- Twenty Seven Co (TSC) has entered back-to-back trading halts ahead of a proposed capital raise
- This is the second capital raise-related trading halt that TSC has entered in under a month
- Last month, the gold and base metals explorer raised $500,000 to cover an option fee as part of an acquisition
- TSC entered an agreement with Oz Gold to acquire the Mt Dimer and Trident projects
- It is currently undertaking due diligence work, which has so far yielded positive results
- Whether or not the upcoming capital raise will support exploration and project activities is not yet certain
- Company shares last traded for 0.7 cents on Thursday, October 1
Twenty Seven Co (TSC) has entered back-to-back trading halts ahead of a proposed capital raise.

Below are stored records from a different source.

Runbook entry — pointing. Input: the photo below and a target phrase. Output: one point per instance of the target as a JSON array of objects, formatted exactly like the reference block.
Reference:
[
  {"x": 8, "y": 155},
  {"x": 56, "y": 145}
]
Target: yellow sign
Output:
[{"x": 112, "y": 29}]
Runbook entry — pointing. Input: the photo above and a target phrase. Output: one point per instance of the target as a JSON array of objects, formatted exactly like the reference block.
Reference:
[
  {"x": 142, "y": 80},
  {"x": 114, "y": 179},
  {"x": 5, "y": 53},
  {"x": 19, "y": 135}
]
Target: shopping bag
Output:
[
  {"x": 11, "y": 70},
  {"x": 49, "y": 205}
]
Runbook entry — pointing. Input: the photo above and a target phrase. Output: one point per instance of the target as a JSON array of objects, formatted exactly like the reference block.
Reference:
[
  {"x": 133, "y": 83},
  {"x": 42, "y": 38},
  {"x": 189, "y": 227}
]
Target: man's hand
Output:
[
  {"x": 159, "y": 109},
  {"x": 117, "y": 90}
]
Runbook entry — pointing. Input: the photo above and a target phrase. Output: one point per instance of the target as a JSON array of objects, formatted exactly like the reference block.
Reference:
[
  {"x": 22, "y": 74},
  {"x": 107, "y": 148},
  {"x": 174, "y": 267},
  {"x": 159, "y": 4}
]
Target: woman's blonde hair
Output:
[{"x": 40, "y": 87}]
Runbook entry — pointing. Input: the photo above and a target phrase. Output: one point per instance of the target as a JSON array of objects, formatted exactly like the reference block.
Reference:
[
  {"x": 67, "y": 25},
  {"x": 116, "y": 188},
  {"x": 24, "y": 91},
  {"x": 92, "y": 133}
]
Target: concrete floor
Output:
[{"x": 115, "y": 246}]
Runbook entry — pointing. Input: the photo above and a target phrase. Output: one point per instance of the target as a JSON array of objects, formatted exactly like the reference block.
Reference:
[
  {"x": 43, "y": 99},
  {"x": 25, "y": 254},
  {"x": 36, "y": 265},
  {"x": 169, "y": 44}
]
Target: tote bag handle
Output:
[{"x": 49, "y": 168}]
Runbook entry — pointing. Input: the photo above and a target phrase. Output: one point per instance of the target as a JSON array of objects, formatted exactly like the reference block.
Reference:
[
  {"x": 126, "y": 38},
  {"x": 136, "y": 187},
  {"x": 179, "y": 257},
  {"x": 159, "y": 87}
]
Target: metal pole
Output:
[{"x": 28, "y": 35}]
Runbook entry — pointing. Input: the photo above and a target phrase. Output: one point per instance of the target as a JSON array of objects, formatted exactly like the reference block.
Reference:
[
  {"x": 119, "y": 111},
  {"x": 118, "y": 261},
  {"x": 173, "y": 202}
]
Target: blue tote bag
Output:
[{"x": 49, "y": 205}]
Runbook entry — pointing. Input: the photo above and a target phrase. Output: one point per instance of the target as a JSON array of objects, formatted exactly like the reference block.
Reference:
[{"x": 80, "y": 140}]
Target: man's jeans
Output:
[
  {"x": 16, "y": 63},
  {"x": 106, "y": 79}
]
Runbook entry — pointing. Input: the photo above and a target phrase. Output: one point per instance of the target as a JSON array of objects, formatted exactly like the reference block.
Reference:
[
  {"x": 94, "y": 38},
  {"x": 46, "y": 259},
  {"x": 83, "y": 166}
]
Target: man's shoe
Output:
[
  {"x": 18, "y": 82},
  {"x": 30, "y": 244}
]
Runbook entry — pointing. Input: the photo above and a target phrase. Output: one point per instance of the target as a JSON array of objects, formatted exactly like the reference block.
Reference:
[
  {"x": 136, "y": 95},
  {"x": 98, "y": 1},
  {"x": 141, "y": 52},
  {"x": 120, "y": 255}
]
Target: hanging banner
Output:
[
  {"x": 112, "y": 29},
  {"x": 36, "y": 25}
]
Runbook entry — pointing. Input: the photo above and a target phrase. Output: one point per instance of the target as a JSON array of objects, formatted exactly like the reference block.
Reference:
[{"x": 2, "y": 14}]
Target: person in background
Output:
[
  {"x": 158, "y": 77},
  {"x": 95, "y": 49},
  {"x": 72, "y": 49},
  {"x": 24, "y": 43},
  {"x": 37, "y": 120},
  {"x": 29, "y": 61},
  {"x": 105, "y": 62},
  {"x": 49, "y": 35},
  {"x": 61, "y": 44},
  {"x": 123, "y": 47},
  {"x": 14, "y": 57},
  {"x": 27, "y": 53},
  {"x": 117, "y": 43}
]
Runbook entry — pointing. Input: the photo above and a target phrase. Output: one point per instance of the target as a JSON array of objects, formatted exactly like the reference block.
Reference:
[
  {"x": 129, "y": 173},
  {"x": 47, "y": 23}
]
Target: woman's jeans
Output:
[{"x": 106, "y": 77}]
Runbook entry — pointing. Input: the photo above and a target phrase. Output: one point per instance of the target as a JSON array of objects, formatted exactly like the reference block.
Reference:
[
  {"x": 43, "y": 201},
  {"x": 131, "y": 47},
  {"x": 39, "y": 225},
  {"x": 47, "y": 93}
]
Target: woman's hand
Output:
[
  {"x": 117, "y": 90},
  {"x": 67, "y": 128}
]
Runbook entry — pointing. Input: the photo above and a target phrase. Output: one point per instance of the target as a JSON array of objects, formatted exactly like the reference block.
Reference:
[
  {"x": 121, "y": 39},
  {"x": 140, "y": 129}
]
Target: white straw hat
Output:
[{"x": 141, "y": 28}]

The company will remain in the trading halts until the earlier commencement of trading on Thursday, October 8, unless the details of the raise are announced earlier.
This is the second capital raise-related trading halt that TSC has entered in under a month.
While that trading halt related to acquiring a mining lease and three exploration licences, it also resulted in the company raising $500,000 through a placement.
The funds were put towards a non-refundable option fee of $200,000 to Oz Gold as part of the Mt Dimer and Trident gold-copper project acquisition.
Twenty Seven Co has since begun a 33-hole drilling program at its Rover Project in WA alongside due diligence activities at the Mt Dimer and Trident projects.
Whether or not the upcoming capital raise will support exploration activities or project development is not yet certain.
Company shares last traded for 0.7 cents on Thursday, October 1.